What are talent communities?
Talent communities are a group of individuals who all have similar interests, usually within IT or a specific business area. individuals involved in these talent communities are not necessarily looking for work, but are there because they are passionate about their career, love to brainstorm new ideas and use the community as a way to motivate and improve their own skills.
In a nutshell, talent communities are very similar to mastermind groups consisting of linked minded individuals seeking to help others and improve themselves.
In each community we place specialist consultants who become our ‘go-to’ resource for learning about the group and the talents of each individual. This allows us to tap into passive elements of the workforce that may or may not be actively looking for work and opportunities.
Job boards and direct advertising casts too wide of a net focusing on quantity rather than quality. A new approach is needed and we strongly believe that talent communities is the future to finding top talent.

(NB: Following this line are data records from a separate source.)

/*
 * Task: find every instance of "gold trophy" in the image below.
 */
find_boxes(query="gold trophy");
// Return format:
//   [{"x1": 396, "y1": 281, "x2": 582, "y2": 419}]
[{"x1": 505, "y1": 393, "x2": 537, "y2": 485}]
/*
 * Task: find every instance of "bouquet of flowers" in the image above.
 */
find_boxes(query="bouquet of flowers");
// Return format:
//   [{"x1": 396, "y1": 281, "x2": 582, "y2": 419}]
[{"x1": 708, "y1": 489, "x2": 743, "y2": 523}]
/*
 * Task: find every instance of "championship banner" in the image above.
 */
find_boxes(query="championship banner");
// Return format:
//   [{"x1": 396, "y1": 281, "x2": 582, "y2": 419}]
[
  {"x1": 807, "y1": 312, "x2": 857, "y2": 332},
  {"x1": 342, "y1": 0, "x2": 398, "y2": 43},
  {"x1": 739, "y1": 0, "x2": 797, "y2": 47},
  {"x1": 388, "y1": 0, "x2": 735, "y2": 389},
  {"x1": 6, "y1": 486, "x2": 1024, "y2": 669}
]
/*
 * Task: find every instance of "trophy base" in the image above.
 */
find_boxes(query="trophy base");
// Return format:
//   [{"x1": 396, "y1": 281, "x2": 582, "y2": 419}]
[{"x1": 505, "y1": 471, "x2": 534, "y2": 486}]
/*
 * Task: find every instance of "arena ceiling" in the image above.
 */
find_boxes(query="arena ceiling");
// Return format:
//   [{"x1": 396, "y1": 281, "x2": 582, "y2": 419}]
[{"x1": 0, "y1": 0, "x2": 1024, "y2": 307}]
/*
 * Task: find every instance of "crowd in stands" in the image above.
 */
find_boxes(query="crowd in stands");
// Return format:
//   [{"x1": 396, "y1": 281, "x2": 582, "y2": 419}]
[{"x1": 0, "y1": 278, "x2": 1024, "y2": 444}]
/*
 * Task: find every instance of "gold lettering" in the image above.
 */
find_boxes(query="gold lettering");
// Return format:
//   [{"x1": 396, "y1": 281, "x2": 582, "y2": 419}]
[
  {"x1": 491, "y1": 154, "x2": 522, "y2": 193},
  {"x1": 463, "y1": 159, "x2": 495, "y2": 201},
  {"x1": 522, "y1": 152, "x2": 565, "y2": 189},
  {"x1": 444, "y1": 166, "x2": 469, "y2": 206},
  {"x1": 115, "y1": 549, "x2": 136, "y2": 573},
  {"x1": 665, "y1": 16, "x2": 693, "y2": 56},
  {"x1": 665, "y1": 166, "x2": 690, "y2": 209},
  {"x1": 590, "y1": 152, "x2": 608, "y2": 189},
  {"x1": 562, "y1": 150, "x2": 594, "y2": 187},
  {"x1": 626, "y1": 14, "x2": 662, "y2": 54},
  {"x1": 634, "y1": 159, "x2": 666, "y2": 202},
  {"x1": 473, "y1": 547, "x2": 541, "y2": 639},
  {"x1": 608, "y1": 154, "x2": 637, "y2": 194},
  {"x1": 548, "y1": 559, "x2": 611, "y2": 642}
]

What our consultants look for
Consultants attend talent community meetings on a regular basis to interact with groups and keep up-to-date with individual progress. They follow a set of measurements that defines whether an individual is a specialist in their field, these measurements include:
- Ability to present internally and externally to demonstrate advanced knowledge in area of specialisation;
- Attends regular industry events in area of specialisation;
- Becomes a member of a user group and attends regularly;
- Receives a positive write-up in area of specialisation;
- Contributes with opinions and views to relevant media;
- Proactively develops and shares specialist market insights in the form of remuneration guides, candidate bulletins (Fig 2.), job bulletins and industry news;
- Seeks out professional testimonials and endorsements;
- Receives positive feedback process;
- Facilitates roles outside are of specialisation and never works on non-specialist positions
- Wins tender opportunities in areas of specialisation;
- Creates specialist landing pages that are accessed through resumes. Contains information on remuneration guides, candidate bulletins and testimonials.